How can a founder maintain their status as the head of the company AND fuel the passion that led them to start the company in the first place?
Intentionally focusing on what you want is a key path to personal fulfillment and company success.
Two more statements leapt off the page:
I started thinking about bringing in…
I consulted with our advisors and board members to help…
Humility + Intention lead to Exploration.
True exploration isn’t possible if we decide, in advance, and then do the things that prove our point.
Alex started out thinking he’d need an experienced COO but learned some things that meant the path wasn’t going to work as he thought. Instead of giving up, he then explored what it would like to find a CEO.
With a posture of humility and an intention to make change happen, Alex was freed from the false burden of being “the one who knows everything”. There was less risk in asking for input from others — even when he put his own job on the line.
There’s still risk. I suspect there were many people who said that bringing in a new CEO was a terrible idea. And with the wrong person, it probably would have been. But with the right framework, risk is managed and great results are possible.
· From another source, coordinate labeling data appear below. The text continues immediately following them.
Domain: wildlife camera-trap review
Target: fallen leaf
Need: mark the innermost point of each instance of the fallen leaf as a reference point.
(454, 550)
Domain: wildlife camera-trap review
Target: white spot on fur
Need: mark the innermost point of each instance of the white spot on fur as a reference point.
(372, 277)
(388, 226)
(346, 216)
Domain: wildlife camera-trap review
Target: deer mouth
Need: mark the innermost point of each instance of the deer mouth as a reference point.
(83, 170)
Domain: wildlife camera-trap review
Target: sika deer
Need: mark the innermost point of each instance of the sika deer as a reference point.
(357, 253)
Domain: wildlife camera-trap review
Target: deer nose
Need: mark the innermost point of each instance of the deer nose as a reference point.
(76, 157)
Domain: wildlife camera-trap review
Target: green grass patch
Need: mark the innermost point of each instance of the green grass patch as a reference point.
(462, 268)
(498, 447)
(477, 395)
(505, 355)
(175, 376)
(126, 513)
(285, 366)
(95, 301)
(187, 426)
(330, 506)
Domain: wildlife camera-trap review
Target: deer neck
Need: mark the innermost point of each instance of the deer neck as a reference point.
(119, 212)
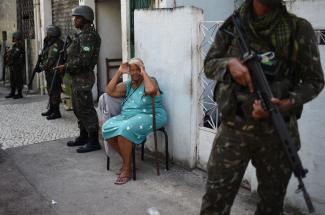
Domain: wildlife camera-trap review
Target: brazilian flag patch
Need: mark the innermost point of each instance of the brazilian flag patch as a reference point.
(86, 49)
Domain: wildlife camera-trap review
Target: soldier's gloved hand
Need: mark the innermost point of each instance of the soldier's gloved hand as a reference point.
(259, 113)
(60, 68)
(240, 73)
(283, 104)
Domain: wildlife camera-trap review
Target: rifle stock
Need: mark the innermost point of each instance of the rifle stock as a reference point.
(263, 90)
(61, 59)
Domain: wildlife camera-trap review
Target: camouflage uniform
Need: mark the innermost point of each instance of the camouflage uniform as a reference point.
(82, 58)
(15, 59)
(241, 138)
(49, 59)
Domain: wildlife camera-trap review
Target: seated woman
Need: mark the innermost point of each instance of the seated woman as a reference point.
(135, 121)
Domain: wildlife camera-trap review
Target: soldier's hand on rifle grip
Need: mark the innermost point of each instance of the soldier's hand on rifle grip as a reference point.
(283, 104)
(240, 73)
(60, 69)
(258, 111)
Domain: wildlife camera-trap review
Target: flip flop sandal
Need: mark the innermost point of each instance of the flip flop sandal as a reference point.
(119, 172)
(122, 180)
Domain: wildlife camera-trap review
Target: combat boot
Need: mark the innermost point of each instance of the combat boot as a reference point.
(11, 94)
(48, 112)
(19, 95)
(92, 144)
(55, 113)
(79, 141)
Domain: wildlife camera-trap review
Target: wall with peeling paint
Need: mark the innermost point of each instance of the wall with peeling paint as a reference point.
(167, 40)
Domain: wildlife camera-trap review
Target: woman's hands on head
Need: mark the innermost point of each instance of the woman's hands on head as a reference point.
(124, 68)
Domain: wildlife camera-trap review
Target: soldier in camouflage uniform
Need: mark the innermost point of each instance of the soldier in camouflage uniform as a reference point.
(15, 59)
(290, 59)
(82, 58)
(50, 54)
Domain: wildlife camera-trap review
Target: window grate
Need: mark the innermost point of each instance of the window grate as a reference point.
(25, 18)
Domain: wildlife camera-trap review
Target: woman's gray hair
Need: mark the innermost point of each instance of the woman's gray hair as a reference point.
(136, 61)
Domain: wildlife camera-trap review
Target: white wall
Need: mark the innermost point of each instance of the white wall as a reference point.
(109, 28)
(312, 121)
(167, 40)
(312, 152)
(213, 10)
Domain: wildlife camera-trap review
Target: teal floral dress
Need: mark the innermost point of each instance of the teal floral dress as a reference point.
(135, 121)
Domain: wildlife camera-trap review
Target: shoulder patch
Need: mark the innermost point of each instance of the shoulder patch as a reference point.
(86, 48)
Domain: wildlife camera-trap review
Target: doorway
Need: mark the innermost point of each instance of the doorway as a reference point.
(108, 23)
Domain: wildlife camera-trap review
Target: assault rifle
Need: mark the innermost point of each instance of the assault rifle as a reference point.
(264, 93)
(61, 60)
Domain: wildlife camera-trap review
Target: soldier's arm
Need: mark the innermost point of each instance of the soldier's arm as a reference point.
(50, 61)
(309, 70)
(215, 63)
(87, 51)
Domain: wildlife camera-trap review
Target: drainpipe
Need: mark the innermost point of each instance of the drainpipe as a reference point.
(38, 37)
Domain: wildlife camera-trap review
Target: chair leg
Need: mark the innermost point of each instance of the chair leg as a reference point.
(166, 149)
(107, 163)
(142, 151)
(133, 163)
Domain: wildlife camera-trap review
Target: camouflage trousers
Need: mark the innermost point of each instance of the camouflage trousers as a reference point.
(83, 108)
(232, 150)
(55, 92)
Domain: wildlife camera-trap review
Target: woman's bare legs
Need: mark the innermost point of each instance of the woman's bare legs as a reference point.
(125, 147)
(115, 146)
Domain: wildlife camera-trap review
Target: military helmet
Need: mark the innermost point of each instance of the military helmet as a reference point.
(84, 11)
(17, 35)
(53, 31)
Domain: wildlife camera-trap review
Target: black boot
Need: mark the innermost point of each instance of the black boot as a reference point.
(11, 94)
(81, 140)
(19, 95)
(55, 113)
(92, 145)
(48, 112)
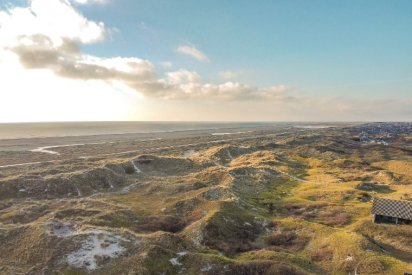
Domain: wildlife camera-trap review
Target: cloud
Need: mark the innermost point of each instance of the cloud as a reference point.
(193, 52)
(228, 74)
(45, 49)
(166, 64)
(88, 2)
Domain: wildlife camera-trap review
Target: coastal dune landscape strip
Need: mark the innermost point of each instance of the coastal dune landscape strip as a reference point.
(130, 151)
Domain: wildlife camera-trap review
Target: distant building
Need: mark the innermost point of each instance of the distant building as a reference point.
(392, 211)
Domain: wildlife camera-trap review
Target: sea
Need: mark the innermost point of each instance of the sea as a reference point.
(64, 129)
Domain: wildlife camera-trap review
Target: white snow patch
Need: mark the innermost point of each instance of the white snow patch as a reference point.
(207, 268)
(98, 244)
(189, 153)
(183, 253)
(44, 150)
(136, 168)
(175, 261)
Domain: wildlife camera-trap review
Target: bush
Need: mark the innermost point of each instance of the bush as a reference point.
(324, 253)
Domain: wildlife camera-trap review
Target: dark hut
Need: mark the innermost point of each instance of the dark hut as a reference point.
(392, 211)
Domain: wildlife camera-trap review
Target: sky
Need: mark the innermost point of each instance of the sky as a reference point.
(216, 60)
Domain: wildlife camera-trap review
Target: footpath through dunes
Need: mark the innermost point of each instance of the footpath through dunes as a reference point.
(268, 205)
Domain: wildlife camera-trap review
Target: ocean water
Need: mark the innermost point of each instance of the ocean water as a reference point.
(61, 129)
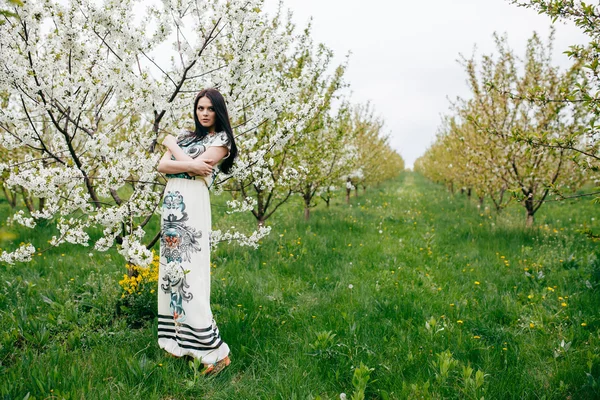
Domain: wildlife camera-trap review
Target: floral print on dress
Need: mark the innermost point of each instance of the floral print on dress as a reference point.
(178, 241)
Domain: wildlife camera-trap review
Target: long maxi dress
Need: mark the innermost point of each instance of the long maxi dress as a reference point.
(185, 321)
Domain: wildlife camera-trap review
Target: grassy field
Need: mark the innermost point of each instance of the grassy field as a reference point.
(410, 292)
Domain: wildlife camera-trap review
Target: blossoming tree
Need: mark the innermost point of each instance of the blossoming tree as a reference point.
(87, 96)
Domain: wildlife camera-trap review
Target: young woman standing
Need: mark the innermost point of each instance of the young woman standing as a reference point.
(185, 321)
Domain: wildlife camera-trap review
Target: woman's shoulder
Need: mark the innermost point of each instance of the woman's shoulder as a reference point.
(221, 138)
(184, 136)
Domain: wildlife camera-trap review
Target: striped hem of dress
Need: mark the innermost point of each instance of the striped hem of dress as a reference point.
(186, 336)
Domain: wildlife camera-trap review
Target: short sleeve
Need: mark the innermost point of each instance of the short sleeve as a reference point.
(182, 135)
(222, 140)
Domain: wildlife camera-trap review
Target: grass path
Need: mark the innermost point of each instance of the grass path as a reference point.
(438, 298)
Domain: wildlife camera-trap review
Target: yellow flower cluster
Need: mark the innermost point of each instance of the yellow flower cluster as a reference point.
(140, 278)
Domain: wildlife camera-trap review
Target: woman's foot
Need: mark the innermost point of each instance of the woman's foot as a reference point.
(215, 368)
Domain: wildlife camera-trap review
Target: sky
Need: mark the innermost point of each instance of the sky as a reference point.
(404, 53)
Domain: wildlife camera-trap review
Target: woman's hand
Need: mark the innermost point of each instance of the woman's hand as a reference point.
(200, 167)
From the article, it looks like this transition happened about 3 years ago. In the time since, PagerDuty seems to be going strong. The team has accomplished many of the things Alex originally set out to do.
Alex has demonstrated that these 3 traits can lead to success.
As you reflect on the traits and a case study in success, I’m curious about these questions:
Are you willing to embrace true humility, intention, and exploration for the success of your vision?
How important is it for your company to flourish and thrive?
How willing are you to release critical functions of the business to qualified people in order for that to happen?
One more thing...
I’d be remiss if I closed this post without acknowledging Alex for showing the way to more powerful leadership.
Well done, Alex!
Thank you for being an example of the way true leadership works!
Paravelle offers executive coaching services to founders and CEOs with big growth goals. It's a crucial support structure that helps leaders avoid the negative results that come from being lonely at the top.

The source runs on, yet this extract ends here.